In four cases of attempted home burglaries in Toms River on Friday morning, two ended with luxury vehicles being stolen.
At least three thieves made several unsuccessful attempts to enter homes and vehicles in the Tallymawr Manor neighborhood off Whitesville Road (Route 527.
A homeowner on Brentwood Avenue woke up around 5 a.m. and watched on his Ring system of a masked man pushing open the front door around 2:35 a.m.
The intruder waved over two other men who all went inside.
Within seconds after find car keys in the home, the trio bolted toward the driveway where they stole a 2017 Range Rover Sport, Police Chief Mitch Little said.
Ten minutes earlier, anlocked 2022 Audi RS7 was stolen from a house in the same neighborhood on Benjamin Street, according to Little. The homeowner told police there was no sign of forced entry and nothing else had been stolen.
Local law and legislation combating car theft
New Jersey lawmakers and municipalities continue to strengthen penalties for car thefts.
In response to the more than 14,300 vehicle thefts reported through the first 11 months of 2022, after more than 14,000 in 2021, legislation introduced last month by Sen. Vin Gopal, D-Monmouth, would keep certain offenders locked up pretrial.
"This is a decisive and targeted action to counter auto thefts and related crimes by allowing law enforcement to detain repeat offenders," Gopal said during a news conference in December with Monmouth County law enforcement. "Criminals are burglarizing houses for key fobs, stealing cars right out of people's driveways and using the vehicles to commit other crimes."
Marlboro's Township Council in December approved an ordinance proposed by Mayor Jonathan Hornick with penalties tougher than the state's.
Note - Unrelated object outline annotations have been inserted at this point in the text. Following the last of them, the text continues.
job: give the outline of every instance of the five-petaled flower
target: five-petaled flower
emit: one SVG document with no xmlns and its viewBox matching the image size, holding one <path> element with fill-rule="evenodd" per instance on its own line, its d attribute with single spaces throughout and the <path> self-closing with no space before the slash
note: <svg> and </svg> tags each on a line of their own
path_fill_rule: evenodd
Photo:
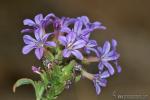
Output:
<svg viewBox="0 0 150 100">
<path fill-rule="evenodd" d="M 102 73 L 99 72 L 98 74 L 94 75 L 93 83 L 94 83 L 97 95 L 101 93 L 101 87 L 106 87 L 106 84 L 107 84 L 106 78 L 108 78 L 109 76 L 110 74 L 108 71 L 104 71 Z"/>
<path fill-rule="evenodd" d="M 34 32 L 36 34 L 42 33 L 41 31 L 45 31 L 45 28 L 52 23 L 53 18 L 55 18 L 55 15 L 53 13 L 48 14 L 47 16 L 45 16 L 45 18 L 43 18 L 42 14 L 38 14 L 34 17 L 34 21 L 31 19 L 25 19 L 23 21 L 24 25 L 27 25 L 29 27 L 32 28 L 26 28 L 23 29 L 21 32 L 25 33 L 25 32 Z"/>
<path fill-rule="evenodd" d="M 33 71 L 34 73 L 40 74 L 41 67 L 32 66 L 32 71 Z"/>
<path fill-rule="evenodd" d="M 121 71 L 121 68 L 117 63 L 117 60 L 119 59 L 120 55 L 116 52 L 116 46 L 117 46 L 116 40 L 112 40 L 112 50 L 111 50 L 111 44 L 109 41 L 106 41 L 102 48 L 101 47 L 97 48 L 98 49 L 97 56 L 100 60 L 99 65 L 98 65 L 99 70 L 102 71 L 105 66 L 111 75 L 114 74 L 115 70 L 110 64 L 110 62 L 113 62 L 116 64 L 118 72 Z"/>
<path fill-rule="evenodd" d="M 23 40 L 26 45 L 23 47 L 22 53 L 28 54 L 32 49 L 35 49 L 35 55 L 40 60 L 43 57 L 44 46 L 56 46 L 55 42 L 47 41 L 48 37 L 51 34 L 52 33 L 48 33 L 42 36 L 40 36 L 39 34 L 35 34 L 36 39 L 32 38 L 29 35 L 24 35 Z"/>
<path fill-rule="evenodd" d="M 83 55 L 79 49 L 85 46 L 84 40 L 76 40 L 76 35 L 74 33 L 69 33 L 67 36 L 59 36 L 59 41 L 65 46 L 63 50 L 64 57 L 68 58 L 72 54 L 79 60 L 83 59 Z"/>
<path fill-rule="evenodd" d="M 28 54 L 31 50 L 35 49 L 35 55 L 40 60 L 43 55 L 46 57 L 49 56 L 46 55 L 47 53 L 45 52 L 50 52 L 51 56 L 53 56 L 55 60 L 56 58 L 63 57 L 61 59 L 62 65 L 66 64 L 63 63 L 64 58 L 75 56 L 76 59 L 73 58 L 75 63 L 81 62 L 81 64 L 78 64 L 80 66 L 74 66 L 75 69 L 73 72 L 81 71 L 80 74 L 83 77 L 92 80 L 97 95 L 100 94 L 101 88 L 106 86 L 106 78 L 115 73 L 112 64 L 116 66 L 119 73 L 121 72 L 121 67 L 118 64 L 120 55 L 116 51 L 117 41 L 114 39 L 111 43 L 106 41 L 102 47 L 99 47 L 96 40 L 90 39 L 90 35 L 95 29 L 106 29 L 106 27 L 103 26 L 100 22 L 96 21 L 91 23 L 87 16 L 81 16 L 77 18 L 59 18 L 50 13 L 46 17 L 43 17 L 42 14 L 38 14 L 35 16 L 34 21 L 31 19 L 25 19 L 23 23 L 24 25 L 29 26 L 29 28 L 23 29 L 22 33 L 33 33 L 35 36 L 35 39 L 30 35 L 23 36 L 25 43 L 25 46 L 22 49 L 23 54 Z M 51 27 L 48 27 L 49 25 L 53 26 L 52 30 Z M 48 29 L 52 32 L 47 32 Z M 54 36 L 52 36 L 50 38 L 51 40 L 48 41 L 48 38 L 51 35 Z M 56 46 L 60 51 L 58 48 L 49 48 Z M 57 51 L 59 51 L 59 53 Z M 94 52 L 96 56 L 91 56 L 91 51 Z M 67 59 L 67 61 L 71 62 L 73 59 Z M 51 69 L 53 64 L 51 61 L 49 61 L 50 59 L 46 58 L 47 61 L 44 59 L 42 60 L 44 66 L 47 66 L 48 69 Z M 87 64 L 91 62 L 99 62 L 99 73 L 91 74 L 83 70 L 83 67 L 81 66 L 82 62 Z M 41 68 L 42 67 L 32 66 L 32 71 L 37 74 L 42 74 L 43 69 Z"/>
</svg>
Violators would be fined $1,000 for attempted vehicle theft and $2,000 or 90 days in jail for every subsequent attempt. Failure to show up would result in an arrest warrant.
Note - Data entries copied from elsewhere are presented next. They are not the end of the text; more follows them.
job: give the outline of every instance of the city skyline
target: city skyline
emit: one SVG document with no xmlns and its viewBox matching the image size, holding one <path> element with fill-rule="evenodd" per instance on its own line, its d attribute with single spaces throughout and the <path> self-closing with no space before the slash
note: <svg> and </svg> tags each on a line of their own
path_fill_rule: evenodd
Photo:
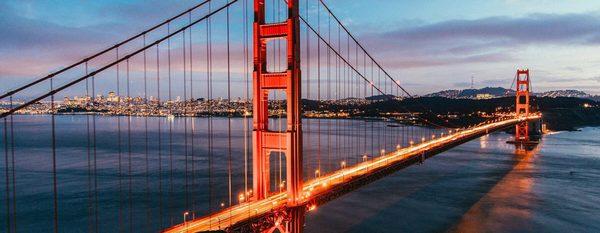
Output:
<svg viewBox="0 0 600 233">
<path fill-rule="evenodd" d="M 415 94 L 449 86 L 468 88 L 472 76 L 477 87 L 508 88 L 513 70 L 521 67 L 532 70 L 535 91 L 577 89 L 600 94 L 600 72 L 595 70 L 600 62 L 596 48 L 600 35 L 595 30 L 600 25 L 600 3 L 375 1 L 366 8 L 360 1 L 327 2 L 392 76 Z M 7 36 L 0 45 L 0 76 L 9 85 L 3 91 L 130 36 L 106 28 L 140 31 L 166 18 L 163 15 L 175 15 L 195 3 L 4 1 L 0 21 L 5 23 L 0 27 Z M 357 9 L 373 17 L 349 14 Z M 134 10 L 134 16 L 124 16 Z M 127 17 L 136 20 L 121 23 Z M 197 69 L 198 74 L 203 72 Z M 232 75 L 241 80 L 242 74 Z"/>
</svg>

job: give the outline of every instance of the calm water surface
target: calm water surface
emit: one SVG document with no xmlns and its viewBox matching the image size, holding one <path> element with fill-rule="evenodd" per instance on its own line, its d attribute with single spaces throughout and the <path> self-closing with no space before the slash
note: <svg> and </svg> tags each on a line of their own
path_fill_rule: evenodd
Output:
<svg viewBox="0 0 600 233">
<path fill-rule="evenodd" d="M 319 207 L 307 232 L 600 232 L 600 128 L 494 133 Z"/>
<path fill-rule="evenodd" d="M 88 123 L 93 132 L 93 121 L 94 117 L 87 116 L 57 116 L 61 232 L 96 228 L 99 232 L 155 232 L 181 222 L 186 210 L 202 215 L 218 210 L 221 203 L 228 205 L 230 124 L 234 197 L 244 190 L 242 119 L 213 119 L 209 150 L 204 146 L 207 119 L 169 122 L 165 118 L 96 117 L 96 169 L 94 147 L 89 146 L 94 141 L 87 133 Z M 15 120 L 19 232 L 51 229 L 49 122 L 48 116 Z M 318 124 L 325 132 L 332 122 L 304 123 L 306 178 L 318 166 L 318 156 L 326 172 L 341 160 L 359 160 L 344 154 L 355 152 L 358 144 L 370 143 L 364 138 L 369 133 L 361 132 L 370 130 L 371 123 L 348 121 L 333 125 L 341 131 L 321 135 L 315 135 Z M 385 125 L 375 123 L 375 133 L 386 130 L 387 138 L 392 138 L 394 129 Z M 186 126 L 194 128 L 193 139 Z M 306 232 L 600 232 L 599 136 L 600 128 L 559 132 L 546 135 L 537 150 L 515 154 L 505 143 L 510 135 L 494 133 L 318 207 L 306 217 Z M 340 151 L 319 152 L 318 145 L 327 143 L 339 145 Z M 373 149 L 387 146 L 390 150 L 392 144 L 377 144 Z M 326 159 L 328 153 L 333 155 Z M 212 154 L 210 169 L 208 154 Z M 7 204 L 2 155 L 0 232 L 6 230 Z M 277 179 L 276 171 L 272 180 Z"/>
</svg>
"We introduced a new ordinance on the municipal level because the current state sentencing guidelines and bail reform programs aren't enough to keep people who are attempting to steal cars in New Jersey in jail. So we are trying to give our police officers the tools necessary in order to take criminals off the street," Hornik told New Jersey 101.5.
The mayor said that other communities across the state have contacted him about the program.
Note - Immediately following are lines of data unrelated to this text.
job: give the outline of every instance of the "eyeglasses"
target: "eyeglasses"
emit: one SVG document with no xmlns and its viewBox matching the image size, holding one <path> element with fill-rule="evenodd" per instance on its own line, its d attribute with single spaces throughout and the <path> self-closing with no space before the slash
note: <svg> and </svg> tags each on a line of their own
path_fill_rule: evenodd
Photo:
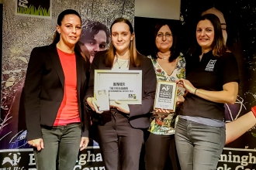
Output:
<svg viewBox="0 0 256 170">
<path fill-rule="evenodd" d="M 157 35 L 157 38 L 163 38 L 164 36 L 165 36 L 166 39 L 171 38 L 172 36 L 172 34 L 170 33 L 166 33 L 166 34 L 163 34 L 163 33 L 159 33 Z"/>
</svg>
But the first step to preventing car theft begins in homes, garages, driveways and parking lots is to lock vehicles and homes.
"We are reminding the public to check your home and vehicle doors regularly," Little said. "If you are a victim, please immediately notify authorities and do not attempt to engage the suspects. For your safety and the safety of others, DO NOT attempt to follow, chase or recover your vehicle."